François le Hodey, juriste et philosophe de formation, a fait ses classes à l’UCL avant de se former à l’économie et au management au renommé Massachussetts Institute of Technology. CEO du groupe de presse IPM depuis près de 22 ans, cet homme de médias a aussi consacré une partie de sa carrière à la consultance chez McKinsey à New York et Bruxelles. Le groupe IPM est un groupe média détenu à 100 % par la Compagnie de développement des médias. Cette dernière est la propriété de la famille le Hodey. 

Le pluralisme des médias, c’est quoi selon vous ?

Le pluralisme, c’est l’inverse de la concentration du pouvoir. Pour le paysage des radios par exemple, il faut trouver le niveau adéquat de répartition du spectre hertzien entre opérateurs pour donner un accès équitable aux ressources de la publicité qui sont celles qui permettent de financer les programmes.  Vouloir le pluralisme structurel, c’est dessiner un paysage médiatique représentatif de la diversité de la société et créer un contexte de saine émulation entre opérateurs, ce qui permet notamment d’éviter des déviances autoritaires.
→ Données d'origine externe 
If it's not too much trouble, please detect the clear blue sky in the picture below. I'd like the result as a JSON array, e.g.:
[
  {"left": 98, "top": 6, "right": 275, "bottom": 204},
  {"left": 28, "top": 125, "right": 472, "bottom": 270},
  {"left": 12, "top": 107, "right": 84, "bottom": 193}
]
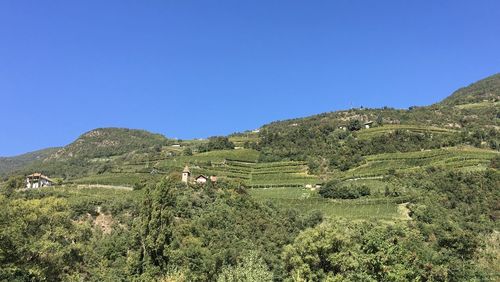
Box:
[{"left": 0, "top": 0, "right": 500, "bottom": 156}]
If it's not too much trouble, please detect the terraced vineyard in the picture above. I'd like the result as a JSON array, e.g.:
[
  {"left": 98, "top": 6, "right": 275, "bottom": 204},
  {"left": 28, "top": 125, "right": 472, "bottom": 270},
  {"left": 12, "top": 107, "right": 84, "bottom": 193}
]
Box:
[
  {"left": 337, "top": 147, "right": 500, "bottom": 179},
  {"left": 250, "top": 188, "right": 404, "bottom": 221},
  {"left": 196, "top": 159, "right": 318, "bottom": 188},
  {"left": 357, "top": 124, "right": 456, "bottom": 139}
]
Le pluralisme des médias est inhérent à la démocratie.

Les valeurs de ce pluralisme structurel qui ont forgées nos démocraties depuis la fin  de la Seconde guerre mondiale sont aujourd’hui remises en question d’une manière qui me stupéfie.

Au quotidien, le pluralisme influence-t-il votre groupe médias ?

C’est une valeur fondamentale à laquelle nous croyons. Quand on bosse dans les médias, ce n’est pas uniquement un choix professionnel, c’est une passion. Au niveau de la presse, le pluralisme est une véritable préoccupation. Nous sommes co-responsables de la vitalité de la liberté de la presse et du pluralisme des médias, tant en Belgique que dans le monde. Via nos organisations professionnelles européennes et internationales, nous soutenons cette liberté et ce pluralisme car ils sont essentiels au bon fonctionnement des démocraties. Chaque courant d’opinion doit avoir son fil d’expression, pour un échange permanent et constructif.

Les valeurs de ce pluralisme structurel qui ont forgées nos démocraties depuis la fin  de la Seconde guerre mondiale sont aujourd’hui remises en question d’une manière qui me stupéfie.